News Corp will face three hacking battles in the US including one figure from the "world of sport" in what is thought to be the first action of its kind in America, the lawyer of Milly Dowler's family has confirmed.
Mark Lewis told The Huffington Post UK he was heading to the US for meetings with lawyers on Thursday.
"Because I'm an English lawyer I can't do the legal actions in America. But basically we have had numerous conversations, this is the first face-to-face meeting."
Asked if the cases would come to court in the US, Lewis said he "would expect that's what is going to happen".
"I can't say the names [of the clients] at this stage, one of them is from the world of sport."
He said the actions were "not designed to harm anybody", adding: "It's designed to pursue proper remedies for clients. If clients are best served by pursuing claims in America that's what they have to do. Whether or not the collateral effect of that is harmful, is not really my concern."

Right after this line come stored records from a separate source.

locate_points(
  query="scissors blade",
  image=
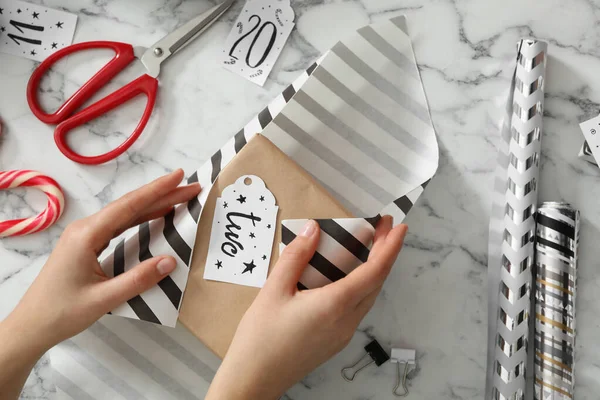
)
(176, 40)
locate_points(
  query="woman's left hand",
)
(71, 292)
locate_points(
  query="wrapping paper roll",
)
(557, 239)
(512, 227)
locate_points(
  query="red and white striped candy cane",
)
(36, 180)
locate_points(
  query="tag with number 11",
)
(257, 38)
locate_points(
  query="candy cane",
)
(33, 179)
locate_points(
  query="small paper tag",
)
(243, 229)
(32, 31)
(257, 38)
(591, 131)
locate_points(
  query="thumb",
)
(295, 257)
(138, 279)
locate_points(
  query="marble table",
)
(435, 299)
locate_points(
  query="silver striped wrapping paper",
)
(359, 122)
(557, 239)
(512, 226)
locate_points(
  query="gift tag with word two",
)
(257, 38)
(242, 233)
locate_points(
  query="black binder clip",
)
(377, 354)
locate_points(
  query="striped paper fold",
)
(358, 122)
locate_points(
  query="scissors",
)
(66, 118)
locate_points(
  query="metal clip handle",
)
(350, 368)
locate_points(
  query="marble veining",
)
(435, 299)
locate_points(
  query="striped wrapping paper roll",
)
(557, 239)
(512, 227)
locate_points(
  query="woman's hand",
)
(286, 333)
(71, 292)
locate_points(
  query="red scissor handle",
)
(64, 116)
(145, 84)
(123, 56)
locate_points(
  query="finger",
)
(127, 285)
(295, 257)
(176, 196)
(358, 284)
(120, 214)
(164, 205)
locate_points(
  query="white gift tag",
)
(591, 131)
(242, 233)
(257, 38)
(32, 31)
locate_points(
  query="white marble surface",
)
(434, 300)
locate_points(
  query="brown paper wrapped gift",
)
(212, 310)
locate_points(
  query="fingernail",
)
(166, 266)
(389, 220)
(309, 228)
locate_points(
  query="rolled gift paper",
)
(512, 227)
(36, 180)
(557, 239)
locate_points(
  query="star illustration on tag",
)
(241, 238)
(249, 267)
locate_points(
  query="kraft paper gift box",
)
(357, 125)
(211, 310)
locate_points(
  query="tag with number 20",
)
(257, 38)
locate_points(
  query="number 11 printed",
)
(257, 39)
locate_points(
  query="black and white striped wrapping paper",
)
(358, 121)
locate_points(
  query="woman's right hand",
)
(287, 333)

Lewis believes the beleaguered parent company of News International has not yet had to answer lawsuits about phone hacking in the US. New legal cases could expose the company to more scandal in America.
Lewis, who also spoke to the US website The Daily Beast, said the phone hacking scandal was "getting wider".
“It’s not just the people who were A-list or celebrities, but people who were in their circles — people who might call them or work with them," he told the website.
So far 21 people have been arrested in connection with Operation Weeting, the Met Police's investigation into phone hacking, and 23 in Operation Elveden, which looks into illegal payments to public officials.
The news comes as the Independent Police Complaints Commission prepares to publish its probe into the decision by Met Police to give a PR contract to former News of the World executive editor Neil Wallis, who has been arrested on suspicion of phone hacking but not charged.
The company have settled at least 50 claims about phone hacking in Britain, including public figures such as Charlotte Church and Sienna Miller.
Lewis has also acted as a lawyer for the Professional Footballers' Association's Gordon Taylor, who received a £700,000 pay out from News international in 2007 after they admitted to hacking his mobile phone.
A spokesperson for News Corp declined to comment.